Considerado, pela crítica britânica, um dos expoentes máximos da fotografia contemporânea, Edgar Martins traz ao Museu do Oriente uma mostra de trabalhos recentemente apresentados em Nova Iorque.
Palco para o confronto com o quotidiano, Topologies, a exposição patente de 19 de Março a 19 de Abril, na Galeria de Exposições Temporárias, chama a nossa atenção para a fluidez universal, o carácter provisório das fronteiras, a permeabilidade do espaço.
Em Topologies, o artista move-se numa paisagem de incerteza, numa paisagem cultural de fluxo, transição e oposição permanentes. São paisagens de grandes extensões de neve na Islândia, imagens de auto-estradas e aeroportos, praias que se assemelham à inóspita superfície lunar, ou imagens que testemunham os grandes incêndios que assolaram Portugal nos verões de 2005 e 2006, figuras etéreas de grande sensibilidade e pureza, quer sob a forma de cores vivas e luminosas, quer monocromáticas, como se de pintura minimalista se tratasse.
“O meu trabalho é muito simples”, declarou recentemente o artista ao British Journal of Photography, “tanto do ponto de vista visual como do ponto de vista temático. Ele focaliza-se nos espaços onde se vislumbra a polaridade entre o espaço construído e o espaço natural. É um trabalho baseado me metáforas muito simples.

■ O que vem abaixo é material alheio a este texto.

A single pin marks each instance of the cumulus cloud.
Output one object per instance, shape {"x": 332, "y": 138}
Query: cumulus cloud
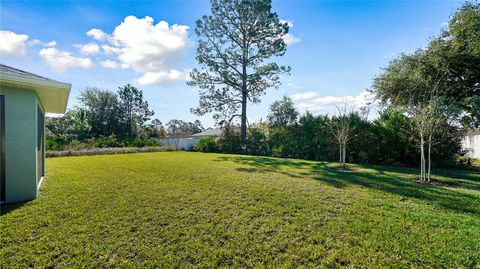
{"x": 52, "y": 43}
{"x": 12, "y": 44}
{"x": 313, "y": 103}
{"x": 88, "y": 49}
{"x": 304, "y": 96}
{"x": 163, "y": 77}
{"x": 97, "y": 34}
{"x": 36, "y": 42}
{"x": 60, "y": 61}
{"x": 110, "y": 64}
{"x": 289, "y": 39}
{"x": 155, "y": 50}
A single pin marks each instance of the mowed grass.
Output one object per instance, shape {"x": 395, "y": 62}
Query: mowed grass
{"x": 179, "y": 209}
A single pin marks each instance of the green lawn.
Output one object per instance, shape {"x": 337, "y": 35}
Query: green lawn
{"x": 207, "y": 210}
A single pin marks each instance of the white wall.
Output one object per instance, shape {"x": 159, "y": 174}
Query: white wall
{"x": 183, "y": 143}
{"x": 472, "y": 144}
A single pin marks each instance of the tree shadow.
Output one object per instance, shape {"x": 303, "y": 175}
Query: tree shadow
{"x": 394, "y": 180}
{"x": 7, "y": 208}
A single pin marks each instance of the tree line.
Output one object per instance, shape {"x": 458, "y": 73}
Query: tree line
{"x": 428, "y": 96}
{"x": 390, "y": 139}
{"x": 105, "y": 118}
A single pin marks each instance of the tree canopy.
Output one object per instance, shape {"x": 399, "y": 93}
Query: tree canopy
{"x": 235, "y": 45}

É um trabalho igualmente simples do ponto de vista visual, recorrendo ao preto e branco ou a cores muito saturadas.”
“À primeira vista, penso que poderia dizer-se que o meu trabalho lida essencialmente com dois temas: o impacte do modernismo no meio ambiente (a Modernidade está bem presente no meu trabalho) e a fotografia enquanto processo de representação. O meu trabalho é auto-referente, ou seja, comunica ideias sobre o quão difícil é comunicar.”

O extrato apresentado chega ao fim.